I was 21 when I was first a groomsman in Bob Weiger's wedding. To me it was mostly just an enjoyable experience being up front with my friends. The day of the wedding Bob (far wiser than myself at that age) explained that we do the weddings with these witnesses and friends standing around the couple because life is difficult and these people will help them keep their vows. At that time I had assumed that love and dedication could somehow survive in a vacuum.

Now that I am bound to a wife myself I see how difficult it can be. Even thought I love and respect this woman so much, there are days when weariness and irritation are all that can be seen. Without the support of those who love us I wouldn't be certain that we would last the distance

Recently a couple very dear to me dissolved their marriage. I still remember standing beside them at the celebration that was their wedding watching them making promises that seemed so easy at the time. But time can disembowel the best of intentions, and after a while all of us who had stood around them weren't around much and sometimes it hurt so badly that walking away seemed like the best for everyone. I was off studying medicine in a different state when they needed me. Now returning to Georgia too late, I can only help as much as possible as they rebuild their lives more alone than before.

Without encouragement from a community that also makes promises to the marriage, this most fundamental of human relationships, is often pushed to the breaking point.
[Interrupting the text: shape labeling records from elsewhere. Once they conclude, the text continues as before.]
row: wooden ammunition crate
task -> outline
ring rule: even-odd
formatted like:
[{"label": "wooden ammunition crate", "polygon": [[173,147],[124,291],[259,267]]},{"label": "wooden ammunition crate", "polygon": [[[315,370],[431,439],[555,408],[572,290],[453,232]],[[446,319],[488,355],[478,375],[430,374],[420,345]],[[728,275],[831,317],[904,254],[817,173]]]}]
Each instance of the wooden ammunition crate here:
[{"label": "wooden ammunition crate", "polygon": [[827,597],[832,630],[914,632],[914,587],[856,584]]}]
I'm sorry I wasn't there for you when you needed me.

Monday, November 27, 2006

Joy

Wednesday is my wife's birthday. For the almost 8 months I have run this blog I have kept the simple commandment “thou shalt not blog about your wife (especially when she is a very private person)”
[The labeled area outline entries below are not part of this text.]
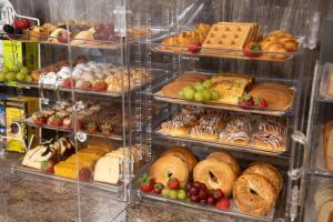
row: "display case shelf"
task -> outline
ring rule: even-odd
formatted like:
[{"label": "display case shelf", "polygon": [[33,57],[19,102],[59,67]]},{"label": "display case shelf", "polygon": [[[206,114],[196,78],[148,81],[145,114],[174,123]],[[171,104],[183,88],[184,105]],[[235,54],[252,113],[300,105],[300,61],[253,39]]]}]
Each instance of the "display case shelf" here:
[{"label": "display case shelf", "polygon": [[[41,128],[41,129],[48,129],[48,130],[54,130],[54,131],[61,131],[61,132],[70,132],[70,133],[74,132],[73,129],[65,129],[65,128],[62,128],[62,127],[52,127],[52,125],[49,125],[49,124],[42,124],[42,125],[34,124],[34,122],[32,121],[31,118],[28,118],[28,119],[26,119],[21,122],[26,123],[27,125],[34,127],[34,128]],[[123,140],[123,137],[122,137],[121,132],[112,132],[108,135],[104,135],[104,134],[101,134],[101,133],[90,133],[88,131],[79,131],[79,132],[83,132],[87,135],[94,137],[94,138],[104,138],[104,139],[118,140],[118,141]]]},{"label": "display case shelf", "polygon": [[[191,73],[191,72],[185,72]],[[193,73],[204,73],[204,72],[193,72]],[[213,73],[204,73],[208,75],[213,75]],[[163,95],[161,92],[161,89],[172,82],[175,78],[171,77],[169,80],[164,80],[162,82],[157,82],[157,84],[152,85],[149,90],[143,90],[142,94],[145,94],[148,97],[152,97],[154,100],[160,102],[167,102],[167,103],[174,103],[174,104],[181,104],[181,105],[194,105],[194,107],[202,107],[202,108],[213,108],[213,109],[221,109],[226,111],[234,111],[234,112],[242,112],[242,113],[254,113],[254,114],[263,114],[263,115],[275,115],[275,117],[282,117],[282,115],[293,115],[294,114],[294,101],[295,101],[295,94],[297,92],[295,85],[296,83],[294,81],[290,80],[278,80],[278,79],[270,79],[270,78],[258,78],[258,83],[260,82],[278,82],[284,85],[289,87],[289,90],[292,92],[292,99],[291,99],[291,105],[290,108],[285,110],[274,110],[271,108],[256,108],[256,107],[241,107],[239,104],[228,104],[228,103],[221,103],[218,101],[210,101],[210,102],[196,102],[196,101],[189,101],[181,98],[173,98]]]},{"label": "display case shelf", "polygon": [[220,143],[219,141],[203,141],[203,140],[193,139],[193,138],[168,135],[168,134],[161,133],[158,130],[153,132],[153,135],[157,138],[162,138],[162,139],[167,139],[167,140],[174,141],[174,142],[180,141],[180,142],[185,142],[185,143],[198,143],[198,144],[203,144],[205,147],[218,148],[221,150],[248,152],[248,153],[254,153],[254,154],[260,154],[260,155],[270,155],[270,157],[283,158],[283,159],[290,158],[287,150],[284,150],[281,152],[273,152],[273,151],[270,152],[270,151],[259,150],[259,149],[256,149],[254,147],[250,147],[250,145],[238,147],[238,145],[232,145],[232,144]]},{"label": "display case shelf", "polygon": [[[184,28],[191,31],[191,28]],[[193,29],[193,28],[192,28]],[[258,56],[246,57],[243,49],[238,50],[234,48],[226,47],[190,47],[180,44],[165,44],[163,40],[172,37],[179,36],[179,32],[170,33],[164,31],[159,31],[147,40],[150,49],[153,52],[169,53],[169,54],[180,54],[185,57],[211,57],[211,58],[224,58],[224,59],[239,59],[239,60],[254,60],[254,61],[268,61],[268,62],[287,62],[294,57],[302,56],[303,44],[305,41],[304,36],[296,37],[297,50],[295,52],[278,52],[278,51],[264,51],[259,50]],[[193,49],[195,52],[193,52]],[[202,52],[210,51],[210,52]],[[278,59],[278,58],[281,59]]]}]

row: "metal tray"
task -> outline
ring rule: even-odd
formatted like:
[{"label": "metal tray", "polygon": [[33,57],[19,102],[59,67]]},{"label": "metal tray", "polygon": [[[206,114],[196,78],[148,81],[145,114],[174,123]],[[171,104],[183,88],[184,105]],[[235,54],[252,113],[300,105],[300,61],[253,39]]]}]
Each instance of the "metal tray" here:
[{"label": "metal tray", "polygon": [[[171,54],[183,54],[188,57],[214,57],[214,58],[228,58],[228,59],[242,59],[242,60],[259,60],[259,61],[270,61],[270,62],[286,62],[289,60],[292,60],[294,56],[301,54],[303,51],[303,42],[305,40],[305,36],[296,37],[299,42],[299,49],[296,52],[287,52],[287,53],[281,53],[281,52],[268,52],[268,51],[261,51],[262,56],[258,58],[249,58],[243,56],[243,50],[232,50],[232,49],[224,49],[224,48],[204,48],[204,49],[213,49],[216,53],[192,53],[188,51],[188,47],[183,46],[173,46],[168,44],[167,47],[173,47],[176,50],[165,50],[163,47],[165,44],[162,44],[161,42],[170,37],[178,36],[180,33],[172,33],[172,34],[163,34],[163,38],[155,38],[157,40],[151,41],[149,47],[154,52],[163,52],[163,53],[171,53]],[[201,47],[201,49],[203,49]],[[279,60],[279,59],[272,59],[269,56],[270,54],[284,54],[286,56],[286,59]]]},{"label": "metal tray", "polygon": [[[191,72],[186,72],[186,73],[191,73]],[[212,74],[212,73],[205,73],[205,72],[195,72],[195,73]],[[169,82],[163,82],[163,85],[168,84],[172,81],[173,80],[171,80]],[[268,82],[268,81],[260,80],[258,82],[260,83],[260,82]],[[293,103],[294,103],[294,99],[295,99],[295,92],[296,92],[296,89],[293,85],[290,85],[289,89],[293,91],[292,104],[290,105],[290,108],[287,108],[286,110],[273,110],[273,109],[269,109],[269,108],[242,108],[238,104],[228,104],[228,103],[221,103],[221,102],[195,102],[195,101],[189,101],[189,100],[180,99],[180,98],[165,97],[160,91],[163,85],[159,85],[153,91],[152,95],[158,101],[176,103],[176,104],[185,104],[185,105],[189,104],[189,105],[204,107],[204,108],[215,108],[215,109],[223,109],[223,110],[244,112],[244,113],[276,115],[276,117],[281,117],[281,115],[289,114],[292,112],[292,108],[293,108]]]}]

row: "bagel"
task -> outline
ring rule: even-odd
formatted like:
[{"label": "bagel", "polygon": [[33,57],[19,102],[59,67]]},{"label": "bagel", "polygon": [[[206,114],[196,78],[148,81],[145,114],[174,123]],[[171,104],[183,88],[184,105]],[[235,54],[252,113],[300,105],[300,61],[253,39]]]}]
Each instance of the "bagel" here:
[{"label": "bagel", "polygon": [[234,157],[226,151],[212,152],[205,159],[219,160],[226,162],[235,175],[240,174],[240,165]]},{"label": "bagel", "polygon": [[276,200],[274,186],[260,174],[243,174],[234,183],[233,199],[241,212],[266,215]]},{"label": "bagel", "polygon": [[176,178],[180,183],[186,183],[189,179],[188,165],[178,157],[164,155],[158,159],[150,168],[150,174],[157,182],[168,185],[170,178]]},{"label": "bagel", "polygon": [[249,173],[260,174],[264,176],[275,188],[276,193],[280,193],[280,191],[282,190],[283,178],[275,167],[264,162],[254,162],[251,163],[250,168],[248,168],[243,172],[243,174],[249,174]]},{"label": "bagel", "polygon": [[161,154],[161,157],[164,157],[164,155],[173,155],[173,157],[180,158],[188,165],[190,173],[193,172],[193,169],[198,163],[195,155],[189,149],[183,148],[183,147],[168,148]]},{"label": "bagel", "polygon": [[226,196],[231,194],[236,174],[231,167],[219,160],[203,160],[193,171],[193,180],[204,183],[208,189],[221,189]]}]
But with all the other essays and notes I have written in these pages, I cannot let a day like this pass without acknowledging the brilliant and beautiful woman who has shared my life and made me a better man. As she has recently been far away, my appreciation for how blessed I am to be her husband has only deepened.


I wrote the note below in my journal after our first year of marriage. It is even more true now than it was then:


I live an amazing romance –as beautiful as it is improbable. To love each other so passionately and honesty. To have a woman as lovely and wise as my Joy... to look forward and back through the years and see nothing but her smiling face... to always catch her tears when she cries... it is more than anything I could imagine. If I read it in a book or saw it in a movie I would call it a lie –too perfect to reflect any reality. But here I am lying beside her as she sleeps!




*The picture of the little girl is Joy on her 4th or 5th birthday. I always smile when I see it.